Gegen Mittag hatten Jurek Kilian und Ralf Martin vom Verkehrsdienst der Polizei an der Messstelle an der B 56 innerhalb von rund einer Stunde neun Verstöße registriert. Dabei erreichte eine Fahrerin, die nach Abzug der Toleranz 16 Kilometer zu schnell war, den Spitzenwert. Dennoch sagte Martin: "Die Anzahl ist nicht auffällig." Gleichwohl räumte Kollege Kilian ein, dass nicht zu einer Zeit gemessen wurde, in der Schuster sonst unterwegs ist: "Oft geben uns Bürger auch nicht die Zeiten an, zu denen wir messen sollen."

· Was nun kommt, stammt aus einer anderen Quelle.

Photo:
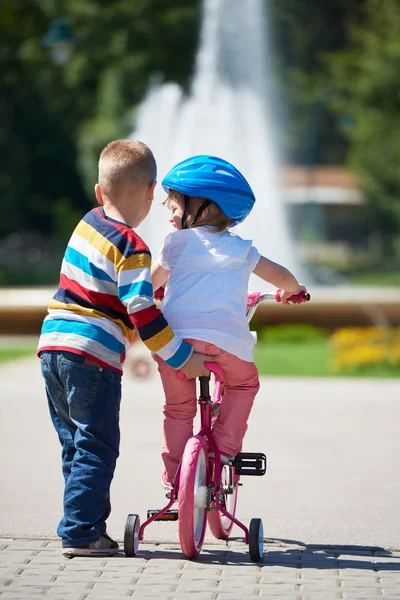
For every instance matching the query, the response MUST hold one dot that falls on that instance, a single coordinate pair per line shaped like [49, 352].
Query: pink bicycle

Trotz des Problems mit dem Messzeitpunkt hatte sich gestern an der B 56 im Kleinen angedeutet, was die Polizei zur Halbzeit der Aktion gegen 14 Uhr im Ganzen feststellen konnte: Vergleichsweise wenig Verstöße - und wenn, dann rangierten die Übertretungen oft im Bereich von Ordnungswidrigkeiten. Laut Polizeisprecher Christoph Schnur habe man an 17 Kontrollstellen 2356 Verkehrsteilnehmer kontrolliert, 111 waren zu schnell, also 4,7 Prozent. Der Spitzenwert lag bei 26 Stundenkilometern. Zum Vergleich: Beim Marathon im Oktober hatte die Polizei mit 693 deutlich weniger Fahrer kontrolliert, rund 7,8 Prozent (54) waren zu schnell.

Dass die Polizei "ihre wertvolle Zeit bei Geschwindigkeitsmessungen vertrödelt", was die FDP Innenminister Ralf Jäger (SPD) vorwirft, glaubt Coppola nicht. Gradmesser für ihn ist die Unfallstatistik: "Die Zahl der Verunglückten ist 2013 im Vergleich zum Vorjahr leicht um 1,2 Prozent gesunken, bei einem leichten Anstieg der Gesamtunfallzahlen um 0,9 Prozent." Bemerkenswert ist für Coppola jedoch, "dass die Zahl der schwer verletzten Verkehrsteilnehmer um 12,4 Prozent zurückgegangen ist".

Er wies darauf hin, dass Unfallfolgen und die Schwere der Verletzungen "erheblich durch die Geschwindigkeit beeinflusst werden. Auch kann der Verkehrsexperte die Kritik nicht nachvollziehen, dass sich Bürger abgezockt fühlten: "Wir spielen mit offenen Karten und geben unsere Messpunkte bekannt!"